In The English Garden and National Identity, Helmreich examines how garden design in the late nineteenth and early twentieth centuries came to be seen as something distinctly English. Helmreich compares and contrasts the competing styles in garden design of the time. She also documents how English artists and writers portrayed these gardens and helped to transform formal gardens into something identified with the English national character. As she states in the introduction: "During the last quarter of the nineteenth century and opening decades of the twentieth century, fiery debates about styles and forms of English gardens intersected with notions of national identity.
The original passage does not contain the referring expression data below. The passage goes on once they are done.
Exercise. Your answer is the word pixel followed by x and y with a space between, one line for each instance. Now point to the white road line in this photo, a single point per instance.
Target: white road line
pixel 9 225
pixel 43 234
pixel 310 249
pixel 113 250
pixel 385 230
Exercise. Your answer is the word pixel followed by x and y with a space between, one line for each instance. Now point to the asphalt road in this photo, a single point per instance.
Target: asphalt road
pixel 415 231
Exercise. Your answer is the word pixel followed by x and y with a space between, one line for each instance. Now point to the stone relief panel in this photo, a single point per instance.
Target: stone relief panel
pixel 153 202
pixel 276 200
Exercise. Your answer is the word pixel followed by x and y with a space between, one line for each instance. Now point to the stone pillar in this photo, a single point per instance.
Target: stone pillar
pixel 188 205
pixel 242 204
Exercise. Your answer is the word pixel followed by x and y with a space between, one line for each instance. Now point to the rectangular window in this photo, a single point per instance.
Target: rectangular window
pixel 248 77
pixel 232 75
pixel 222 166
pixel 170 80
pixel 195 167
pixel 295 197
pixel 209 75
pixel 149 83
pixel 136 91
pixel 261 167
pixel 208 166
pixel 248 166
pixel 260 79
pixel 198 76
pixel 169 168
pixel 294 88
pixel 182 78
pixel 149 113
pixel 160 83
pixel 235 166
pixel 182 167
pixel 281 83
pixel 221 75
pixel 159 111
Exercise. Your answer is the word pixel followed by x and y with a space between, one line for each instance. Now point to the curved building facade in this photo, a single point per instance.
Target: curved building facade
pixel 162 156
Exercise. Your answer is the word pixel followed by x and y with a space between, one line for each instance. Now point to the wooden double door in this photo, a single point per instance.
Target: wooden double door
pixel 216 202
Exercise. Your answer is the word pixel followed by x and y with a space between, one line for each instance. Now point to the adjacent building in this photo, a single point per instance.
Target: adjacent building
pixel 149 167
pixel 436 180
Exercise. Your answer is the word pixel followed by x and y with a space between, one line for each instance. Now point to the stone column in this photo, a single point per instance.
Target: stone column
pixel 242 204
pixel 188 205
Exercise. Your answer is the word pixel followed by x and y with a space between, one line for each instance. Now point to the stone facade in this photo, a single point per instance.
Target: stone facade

The leading styles of garden design sought validity through recourse to the label English, and the garden was adopted as a symbol of national identity. This study is grounded in the premise that gardenscapes do not communicate universal values irrespective of time or place, but that each culture endows garden forms with particular sets of meanings and, within that culture, those meanings, and therefore vehicles that express them, are contested and not fixed." "This is a book about garden history, by an art historian, revolving around a topic (national identity) formerly the province of sociologists, currently the obsession of mainstream historians," Peter Mandler stated on H-Net: Humanities and Social Sciences Online: "Such a book illustrates the typical multidisciplinary range and ambition of cultural history nowadays—much to be celebrated." "This study …," John Dixon Hunt wrote in Albion, "should become a standard narrative of this particular chapter in landscape architectural history."
BIOGRAPHICAL AND CRITICAL SOURCES:
PERIODICALS
Albion, winter, 2004, John Dixon Hunt, review of The English Garden and National Identity: The Competing Styles of Garden Design, 1870-1914, p. 695.
Art Bulletin, December, 1998, Susan P. Casteras, review of The Victorians: British Painting, 1837-1901.
Arthuriana, Volume 8, issue 3, 1998, James A. Butler, review of The Victorians.
New York Times, May 4, 1997, Ted Loos, review of The Victorians.
Victorian Studies, spring, 1998, Leslie Williams, review of The Victorians, p. 514.